The final point to which an aircraft is authorized to taxi is often the holding point, the point at where the aircraft is before the safety strip of the runway and the point at which the GND controller transfers the communication to the Tower Controller.

e.g. taxi to holding point runway 08L via C, N

e.g. taxi to holding point G runway 08R via K, E, G

In certain situations, when the traffic flow is at a higher level, it is possible to authorize progressive taxi, or to authorize hold short points during the taxi.

e.g. taxi to holding point A runway 08R via M, hold short E (this means the aircraft will stop before the intersection with TWY E on TWY M)

e.g. taxi via J, K, hold short E (this means the aircraft will stop on TWY K before the intersection with TWY E)


Solving of potential conflicts during taxi

1. Hold position

When used, hold position means that the aircraft shall stop immediately or as soon as possible.

2. Hold short of

e.g. hold short of I (this means the aircraft will stop before the intersection with taxiway I; the aircraft is not allowed to enter the intersection of the current taxiway with the TWY I)

Usually, this instruction is used with give way to (described below).

3. Give way to

e.g. give way to Airbus A320 coming from right to left (the aircraft must stop and give priority to the Airbus A320 which is coming from right to left, then the aircraft can resume taxi).

4. Handover

Transfer of Communication must take place when:

  1. The aircraft is approaching holding position.

  2. When the aircraft is conflict-free

  3. When you no longer have to give instructions to that aircraft.

If all these three points are met, then, you can say: CALLSIGN contact [ICAO_TWR] on [].

5. Ground Priorities

5.1. Flight Rules Distinction
  • Aircraft operating under IFR conditions typically receive priority during taxi operations due to their reliance on precise navigation and air traffic control instructions. This ensures that IFR flights can adhere to their assigned departure or arrival procedures without unnecessary delays.
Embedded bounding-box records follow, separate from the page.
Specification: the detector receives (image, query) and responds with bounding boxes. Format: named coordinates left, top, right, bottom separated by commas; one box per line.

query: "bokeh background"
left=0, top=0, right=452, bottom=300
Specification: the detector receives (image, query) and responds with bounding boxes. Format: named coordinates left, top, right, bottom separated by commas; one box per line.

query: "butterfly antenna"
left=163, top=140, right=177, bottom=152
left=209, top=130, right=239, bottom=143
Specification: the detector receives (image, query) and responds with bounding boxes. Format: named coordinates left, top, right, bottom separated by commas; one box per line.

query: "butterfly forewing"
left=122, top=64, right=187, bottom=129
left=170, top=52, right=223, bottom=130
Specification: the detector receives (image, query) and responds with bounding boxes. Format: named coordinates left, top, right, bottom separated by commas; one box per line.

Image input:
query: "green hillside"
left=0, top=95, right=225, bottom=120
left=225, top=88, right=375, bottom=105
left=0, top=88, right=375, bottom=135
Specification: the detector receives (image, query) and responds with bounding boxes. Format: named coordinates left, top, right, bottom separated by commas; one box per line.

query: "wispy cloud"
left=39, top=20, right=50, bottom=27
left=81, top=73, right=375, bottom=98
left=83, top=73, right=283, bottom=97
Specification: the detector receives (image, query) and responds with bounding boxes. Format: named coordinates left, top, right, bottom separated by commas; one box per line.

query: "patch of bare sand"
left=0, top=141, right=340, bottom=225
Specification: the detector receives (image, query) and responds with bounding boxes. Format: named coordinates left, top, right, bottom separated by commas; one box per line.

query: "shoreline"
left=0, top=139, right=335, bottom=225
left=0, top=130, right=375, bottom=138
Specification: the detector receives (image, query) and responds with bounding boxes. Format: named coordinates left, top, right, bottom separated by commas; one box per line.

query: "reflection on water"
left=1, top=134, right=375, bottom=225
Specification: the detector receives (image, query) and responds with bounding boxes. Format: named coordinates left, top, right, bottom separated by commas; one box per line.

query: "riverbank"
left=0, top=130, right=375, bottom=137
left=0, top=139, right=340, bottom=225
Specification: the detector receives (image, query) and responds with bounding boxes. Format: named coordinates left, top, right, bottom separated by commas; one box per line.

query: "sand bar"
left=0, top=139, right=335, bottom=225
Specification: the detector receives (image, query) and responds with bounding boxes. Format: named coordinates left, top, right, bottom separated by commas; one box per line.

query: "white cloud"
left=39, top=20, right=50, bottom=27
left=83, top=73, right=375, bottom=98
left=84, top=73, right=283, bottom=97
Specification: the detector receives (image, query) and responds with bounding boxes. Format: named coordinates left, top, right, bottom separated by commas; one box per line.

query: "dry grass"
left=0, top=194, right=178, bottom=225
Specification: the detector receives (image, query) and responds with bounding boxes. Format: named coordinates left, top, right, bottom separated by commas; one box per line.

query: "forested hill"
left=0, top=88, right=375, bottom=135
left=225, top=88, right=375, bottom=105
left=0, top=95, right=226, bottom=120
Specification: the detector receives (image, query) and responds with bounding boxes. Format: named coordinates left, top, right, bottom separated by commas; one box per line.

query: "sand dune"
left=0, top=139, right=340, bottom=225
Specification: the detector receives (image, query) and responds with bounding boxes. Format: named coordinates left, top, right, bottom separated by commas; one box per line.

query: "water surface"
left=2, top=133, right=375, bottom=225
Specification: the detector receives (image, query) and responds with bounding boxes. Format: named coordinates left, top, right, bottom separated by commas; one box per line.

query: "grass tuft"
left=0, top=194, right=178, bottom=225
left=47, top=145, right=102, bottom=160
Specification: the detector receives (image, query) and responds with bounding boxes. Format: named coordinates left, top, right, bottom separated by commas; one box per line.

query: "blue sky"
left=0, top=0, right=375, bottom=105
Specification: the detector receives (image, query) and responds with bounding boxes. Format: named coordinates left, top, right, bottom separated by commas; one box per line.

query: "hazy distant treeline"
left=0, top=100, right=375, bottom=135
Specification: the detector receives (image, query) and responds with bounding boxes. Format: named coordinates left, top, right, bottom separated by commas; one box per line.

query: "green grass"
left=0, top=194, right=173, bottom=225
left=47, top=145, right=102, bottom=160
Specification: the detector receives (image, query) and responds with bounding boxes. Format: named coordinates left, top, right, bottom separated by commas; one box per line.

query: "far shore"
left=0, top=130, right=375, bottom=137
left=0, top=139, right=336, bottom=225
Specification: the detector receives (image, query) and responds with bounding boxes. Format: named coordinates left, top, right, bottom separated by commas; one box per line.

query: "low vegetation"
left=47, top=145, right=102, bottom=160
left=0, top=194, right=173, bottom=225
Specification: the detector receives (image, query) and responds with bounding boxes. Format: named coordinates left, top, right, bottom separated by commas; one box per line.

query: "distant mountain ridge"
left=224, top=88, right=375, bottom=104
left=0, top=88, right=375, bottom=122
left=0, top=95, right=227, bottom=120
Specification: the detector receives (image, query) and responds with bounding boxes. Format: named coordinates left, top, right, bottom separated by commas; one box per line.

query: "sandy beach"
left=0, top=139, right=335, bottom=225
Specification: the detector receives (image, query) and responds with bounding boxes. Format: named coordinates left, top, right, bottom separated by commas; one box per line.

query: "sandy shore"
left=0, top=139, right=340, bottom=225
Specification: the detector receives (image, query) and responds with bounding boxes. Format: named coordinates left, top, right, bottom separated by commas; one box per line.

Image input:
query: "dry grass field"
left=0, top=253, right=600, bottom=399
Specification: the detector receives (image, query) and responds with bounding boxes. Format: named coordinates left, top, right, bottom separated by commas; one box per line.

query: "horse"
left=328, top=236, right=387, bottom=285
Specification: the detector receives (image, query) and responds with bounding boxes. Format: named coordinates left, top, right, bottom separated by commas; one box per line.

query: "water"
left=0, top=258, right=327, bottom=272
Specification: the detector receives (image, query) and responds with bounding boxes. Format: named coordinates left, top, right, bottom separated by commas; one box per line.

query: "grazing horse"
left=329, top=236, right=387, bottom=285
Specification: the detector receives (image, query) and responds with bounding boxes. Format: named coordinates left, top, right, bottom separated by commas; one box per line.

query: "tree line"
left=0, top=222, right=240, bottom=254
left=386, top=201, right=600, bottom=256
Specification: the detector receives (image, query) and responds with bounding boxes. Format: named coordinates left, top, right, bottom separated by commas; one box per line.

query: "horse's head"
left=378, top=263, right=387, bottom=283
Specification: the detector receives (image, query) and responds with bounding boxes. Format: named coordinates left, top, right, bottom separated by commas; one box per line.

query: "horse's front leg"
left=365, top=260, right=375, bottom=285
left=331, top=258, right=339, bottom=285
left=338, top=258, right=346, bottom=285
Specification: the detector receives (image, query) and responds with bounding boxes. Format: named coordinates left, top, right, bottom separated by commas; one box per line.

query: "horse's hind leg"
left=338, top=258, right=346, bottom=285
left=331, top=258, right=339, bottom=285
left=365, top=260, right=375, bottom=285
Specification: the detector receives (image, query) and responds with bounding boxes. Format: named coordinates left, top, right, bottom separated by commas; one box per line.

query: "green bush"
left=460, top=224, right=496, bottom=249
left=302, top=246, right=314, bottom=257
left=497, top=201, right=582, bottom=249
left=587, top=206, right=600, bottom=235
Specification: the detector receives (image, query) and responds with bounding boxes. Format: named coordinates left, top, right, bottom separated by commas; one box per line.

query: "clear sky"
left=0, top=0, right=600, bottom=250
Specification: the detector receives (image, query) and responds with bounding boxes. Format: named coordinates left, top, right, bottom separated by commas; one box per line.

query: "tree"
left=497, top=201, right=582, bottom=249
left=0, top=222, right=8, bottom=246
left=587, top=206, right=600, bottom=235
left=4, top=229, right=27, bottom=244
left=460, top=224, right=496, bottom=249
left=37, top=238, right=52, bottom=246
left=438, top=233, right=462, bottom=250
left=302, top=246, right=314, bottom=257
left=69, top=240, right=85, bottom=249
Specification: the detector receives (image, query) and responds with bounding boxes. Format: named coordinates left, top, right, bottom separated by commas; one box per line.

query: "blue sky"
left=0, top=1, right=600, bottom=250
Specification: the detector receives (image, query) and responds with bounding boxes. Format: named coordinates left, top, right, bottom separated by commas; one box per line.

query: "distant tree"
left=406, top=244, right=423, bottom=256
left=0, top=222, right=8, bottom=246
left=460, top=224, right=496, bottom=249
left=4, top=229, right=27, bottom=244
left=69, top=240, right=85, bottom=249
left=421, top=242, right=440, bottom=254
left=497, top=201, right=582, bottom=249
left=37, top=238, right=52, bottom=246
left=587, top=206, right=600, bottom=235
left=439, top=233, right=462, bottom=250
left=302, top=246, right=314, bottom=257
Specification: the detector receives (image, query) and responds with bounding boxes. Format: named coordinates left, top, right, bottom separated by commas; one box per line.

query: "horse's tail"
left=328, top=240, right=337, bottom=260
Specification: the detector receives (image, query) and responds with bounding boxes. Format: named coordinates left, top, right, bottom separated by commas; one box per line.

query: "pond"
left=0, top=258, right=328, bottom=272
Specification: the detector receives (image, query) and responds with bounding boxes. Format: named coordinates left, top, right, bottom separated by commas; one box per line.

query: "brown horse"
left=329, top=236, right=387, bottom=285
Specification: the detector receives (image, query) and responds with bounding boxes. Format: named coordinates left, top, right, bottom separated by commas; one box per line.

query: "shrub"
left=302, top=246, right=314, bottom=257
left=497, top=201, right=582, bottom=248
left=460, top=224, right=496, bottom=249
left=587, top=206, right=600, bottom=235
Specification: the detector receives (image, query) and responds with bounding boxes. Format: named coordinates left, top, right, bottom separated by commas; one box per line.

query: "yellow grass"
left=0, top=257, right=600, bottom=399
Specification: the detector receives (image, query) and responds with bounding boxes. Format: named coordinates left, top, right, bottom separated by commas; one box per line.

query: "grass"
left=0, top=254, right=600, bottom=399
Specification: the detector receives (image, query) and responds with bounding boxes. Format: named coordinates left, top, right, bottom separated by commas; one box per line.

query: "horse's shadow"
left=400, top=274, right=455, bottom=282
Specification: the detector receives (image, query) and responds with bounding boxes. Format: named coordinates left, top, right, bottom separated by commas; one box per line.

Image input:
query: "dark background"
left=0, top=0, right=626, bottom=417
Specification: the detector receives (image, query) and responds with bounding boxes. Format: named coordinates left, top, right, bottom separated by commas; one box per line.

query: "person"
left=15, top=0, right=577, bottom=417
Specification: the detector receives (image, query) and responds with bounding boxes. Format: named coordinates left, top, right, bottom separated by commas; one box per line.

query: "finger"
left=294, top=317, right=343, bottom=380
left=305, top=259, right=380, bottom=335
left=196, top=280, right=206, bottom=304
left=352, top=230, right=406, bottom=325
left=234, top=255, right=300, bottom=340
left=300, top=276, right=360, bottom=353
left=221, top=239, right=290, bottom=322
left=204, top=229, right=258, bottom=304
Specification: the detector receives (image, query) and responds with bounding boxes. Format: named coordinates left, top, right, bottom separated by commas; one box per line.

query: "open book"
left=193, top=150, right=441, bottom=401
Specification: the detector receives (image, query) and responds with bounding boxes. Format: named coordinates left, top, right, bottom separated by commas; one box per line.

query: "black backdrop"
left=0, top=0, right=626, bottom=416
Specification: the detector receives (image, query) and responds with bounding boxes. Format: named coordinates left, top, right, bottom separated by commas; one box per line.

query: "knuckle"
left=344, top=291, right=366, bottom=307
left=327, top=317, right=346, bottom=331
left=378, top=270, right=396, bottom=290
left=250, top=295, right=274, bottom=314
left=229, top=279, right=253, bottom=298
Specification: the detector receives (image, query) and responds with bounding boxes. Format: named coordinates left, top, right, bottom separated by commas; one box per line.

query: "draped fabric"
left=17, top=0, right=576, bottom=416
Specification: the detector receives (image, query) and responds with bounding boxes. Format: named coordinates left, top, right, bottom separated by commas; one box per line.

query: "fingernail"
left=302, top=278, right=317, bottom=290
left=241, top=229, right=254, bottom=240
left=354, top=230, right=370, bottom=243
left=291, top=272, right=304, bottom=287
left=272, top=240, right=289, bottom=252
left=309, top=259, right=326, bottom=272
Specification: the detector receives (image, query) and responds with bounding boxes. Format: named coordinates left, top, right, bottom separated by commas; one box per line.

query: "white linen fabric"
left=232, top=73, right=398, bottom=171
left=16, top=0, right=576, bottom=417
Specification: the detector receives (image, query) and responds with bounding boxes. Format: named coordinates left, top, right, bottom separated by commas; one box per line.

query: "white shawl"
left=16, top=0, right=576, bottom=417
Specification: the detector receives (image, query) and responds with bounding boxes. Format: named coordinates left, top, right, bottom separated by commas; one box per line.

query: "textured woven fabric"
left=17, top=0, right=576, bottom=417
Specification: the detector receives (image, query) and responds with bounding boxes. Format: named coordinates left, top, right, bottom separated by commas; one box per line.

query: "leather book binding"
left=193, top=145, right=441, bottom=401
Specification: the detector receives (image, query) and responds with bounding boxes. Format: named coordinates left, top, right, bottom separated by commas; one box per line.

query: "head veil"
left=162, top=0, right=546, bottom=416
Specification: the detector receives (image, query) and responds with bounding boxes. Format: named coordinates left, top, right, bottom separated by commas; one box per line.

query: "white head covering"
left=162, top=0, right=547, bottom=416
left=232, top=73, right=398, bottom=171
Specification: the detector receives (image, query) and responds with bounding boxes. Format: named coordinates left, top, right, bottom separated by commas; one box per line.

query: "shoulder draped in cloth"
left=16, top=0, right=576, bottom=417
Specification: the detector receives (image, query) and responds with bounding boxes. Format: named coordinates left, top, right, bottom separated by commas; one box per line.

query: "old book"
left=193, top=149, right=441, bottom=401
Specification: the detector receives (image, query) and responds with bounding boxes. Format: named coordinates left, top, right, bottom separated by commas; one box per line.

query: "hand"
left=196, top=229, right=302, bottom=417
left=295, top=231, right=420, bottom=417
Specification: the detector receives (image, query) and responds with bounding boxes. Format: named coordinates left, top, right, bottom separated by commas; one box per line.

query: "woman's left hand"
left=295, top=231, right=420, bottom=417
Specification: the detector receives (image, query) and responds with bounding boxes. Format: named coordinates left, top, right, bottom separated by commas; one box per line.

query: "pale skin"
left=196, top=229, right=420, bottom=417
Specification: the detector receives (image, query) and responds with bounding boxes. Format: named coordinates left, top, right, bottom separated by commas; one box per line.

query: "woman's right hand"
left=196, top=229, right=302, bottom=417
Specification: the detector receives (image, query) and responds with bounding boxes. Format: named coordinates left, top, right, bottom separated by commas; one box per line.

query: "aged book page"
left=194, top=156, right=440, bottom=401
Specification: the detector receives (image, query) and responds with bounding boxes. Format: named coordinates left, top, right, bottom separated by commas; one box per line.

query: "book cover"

  • VFR flights, unless categorized as emergency (EMG), do not have priority over IFR traffic on the ground. Ground control provides instructions to VFR flights, coordinating their movements to minimize potential conflicts with IFR operations.

5.2. Departure (DEP) and Arrivals (ARR) Priorities
  • Departing flights continue to receive priority over arriving flights during taxi operations, ensuring a continuous flow of departures and minimizing congestion on runways and taxiways.

  • Arriving flights may be required to yield to departing aircraft, contributing to the efficient sequencing of movements on the ground.

5.3. Aircraft Weight Turbulence Categories
  • Medium and heavy aircraft are typically given priority over lighter aircraft during taxi operations. This is due to the larger turning and increased distances required for these larger aircraft to navigate on the ground.

  • Ground control may sequence movements to ensure that heavy aircraft have the necessary space and time to maneuver, minimizing potential conflicts with lighter traffic.

  • While the Wake Turbulence Category (WTC) classifies aircraft based on size and weight, it may not comprehensively account for the broad range of performance variations, especially when comparing aircraft sharing similar WTC classifications. Larger aircraft, like the Airbus A320, featuring jet engines, generally have superior climb capabilities compared to smaller turbo shaft-powered counterparts such as the ATR 72-600. The heightened climb performance of jet-powered aircraft enables them to efficiently navigate through the departure area, reducing their ground time and mitigating the risk of congestion on taxiways and runways.

5.4. Separation Standards
  • Ground control ensures that there is sufficient separation between taxiing aircraft to prevent collisions or conflicts. This separation takes into account the different speeds, sizes, and turning capabilities of the aircraft involved.
5.5. Emergency and Priority Handling
  • In the case of emergency or priority situations, such as medical diversions, ground control may adjust the sequence of taxiing aircraft to accommodate these special cases and ensure a swift response.

6. Coordination

GND controller must inform TWR unit if an aircraft is taxiing to a holding point any other holding point that is not at the end of the departure runway.